After I passed the point of eligible for Medicare enrollment, I created this community for professionals who communicate well and happen to discover they were born with a brain often found in the “Everday Genius” and gifted adult. My greatest joy in the past 10 years is listening to their stories, wisdom, and context for living, learning, loving, and dying.
Join me for the rest of this story about what I learned from them about attention, power, wealth, and the substance of life.
Is Attention The Substance of Life?
If attention is the substance of life, then the question of what we pay attention to is the question of what our lives will be.
This brings us to the foundational question that is far harder to answer than we might like it to be. What do we want to pay attention to? If we didn’t have the technologies and multiple messages attacking our attention, if our attention wasn’t being monetized and extracted, what would we choose to pay attention to?
We hear complaints about the gap between what we want to pay attention to and what we end up paying attention to all the time in the Attention Age.
Has this happened to you? You used to love books. You used to love spending the day in a library or sitting in the big comfortable chairs at Barnes & Noble, sipping your drink and enjoying a book. Something changed and you purchase books but don’t read them. Then you pack two books in your suitcase for vacation and only get past the first chapters of one book. What hijacked your love of books? Did you take your cell phone on vacation along with your shitty habits of scrolling more apps than you remember uploading? What was it that subtly, insidiously threw your brain into conflict?
When did “staying informed” and being “always alert and constantly present” become more important than the person right in front of you wanting some eye contact? When did you first notice the stress and confusion you created between what you want in life and giving up your power, your identity, and your sanity to the overlords of attention capitalism?

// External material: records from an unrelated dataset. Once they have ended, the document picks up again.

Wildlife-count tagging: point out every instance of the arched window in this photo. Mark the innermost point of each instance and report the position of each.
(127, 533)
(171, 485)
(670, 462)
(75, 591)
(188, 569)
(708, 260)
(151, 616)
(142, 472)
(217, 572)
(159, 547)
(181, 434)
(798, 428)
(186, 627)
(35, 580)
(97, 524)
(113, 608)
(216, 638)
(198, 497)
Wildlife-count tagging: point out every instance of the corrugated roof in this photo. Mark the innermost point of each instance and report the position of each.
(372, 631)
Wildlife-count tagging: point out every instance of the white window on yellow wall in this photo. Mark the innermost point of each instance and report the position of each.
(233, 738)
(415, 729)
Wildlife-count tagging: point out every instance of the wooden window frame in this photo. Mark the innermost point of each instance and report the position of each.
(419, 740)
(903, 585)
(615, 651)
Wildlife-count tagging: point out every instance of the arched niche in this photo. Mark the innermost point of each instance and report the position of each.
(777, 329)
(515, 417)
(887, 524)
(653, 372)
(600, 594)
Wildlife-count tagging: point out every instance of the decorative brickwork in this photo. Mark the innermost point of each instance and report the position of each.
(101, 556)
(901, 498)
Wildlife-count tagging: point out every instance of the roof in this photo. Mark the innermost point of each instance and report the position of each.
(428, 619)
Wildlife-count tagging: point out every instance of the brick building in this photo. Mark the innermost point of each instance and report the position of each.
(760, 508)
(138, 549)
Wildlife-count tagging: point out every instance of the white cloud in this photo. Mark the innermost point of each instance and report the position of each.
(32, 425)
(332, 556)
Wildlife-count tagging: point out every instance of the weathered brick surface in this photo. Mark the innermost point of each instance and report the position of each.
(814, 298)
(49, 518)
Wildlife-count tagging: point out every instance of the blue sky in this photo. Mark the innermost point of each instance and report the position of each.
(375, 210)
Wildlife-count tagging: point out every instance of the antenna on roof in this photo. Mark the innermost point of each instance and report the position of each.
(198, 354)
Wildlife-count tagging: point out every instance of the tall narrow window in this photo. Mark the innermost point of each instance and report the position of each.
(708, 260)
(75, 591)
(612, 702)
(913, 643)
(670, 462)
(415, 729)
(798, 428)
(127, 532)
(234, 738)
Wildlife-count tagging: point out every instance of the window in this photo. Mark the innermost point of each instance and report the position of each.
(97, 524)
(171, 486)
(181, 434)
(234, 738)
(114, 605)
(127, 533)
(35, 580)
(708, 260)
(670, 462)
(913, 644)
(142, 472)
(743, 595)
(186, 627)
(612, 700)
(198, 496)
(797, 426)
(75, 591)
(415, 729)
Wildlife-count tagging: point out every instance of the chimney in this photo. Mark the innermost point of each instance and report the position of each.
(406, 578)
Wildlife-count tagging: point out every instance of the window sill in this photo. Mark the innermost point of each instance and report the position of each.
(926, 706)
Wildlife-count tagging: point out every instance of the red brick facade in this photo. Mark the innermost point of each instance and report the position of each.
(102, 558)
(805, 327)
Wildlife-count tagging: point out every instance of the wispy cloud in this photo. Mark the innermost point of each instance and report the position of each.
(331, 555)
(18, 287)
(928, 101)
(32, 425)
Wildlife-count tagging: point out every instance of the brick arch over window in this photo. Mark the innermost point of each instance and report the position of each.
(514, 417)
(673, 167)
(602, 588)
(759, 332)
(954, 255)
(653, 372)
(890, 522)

When did you stop being a cool person with interesting stories about what you saw, felt, heard, smelled, touched, and noticed? When did you become someone’s digital checkbox in an algorithm?
While there isn't a clear-cut transition point, tech historians suggest that the Information Age began to shift the Attention Age around 2004-2007, coinciding with the rise of social media platforms and smartphones. There was an overlap period because the Information Age ran from the 1970s to 2000 and was characterized by the democratization of information access through personal computers and the Internet.
Of particular interest to the subscribers of this newsletter, professionals want to understand how the attention issue defines each field and specialty, plus, they want to see the direct impact of attention on our creations, delivered services, and outcomes.
Of particular interest to the communicators is the quest to understand when and how attention becomes the core of every communicator, including writers, journalists, artists, musicians, architects, and storytellers.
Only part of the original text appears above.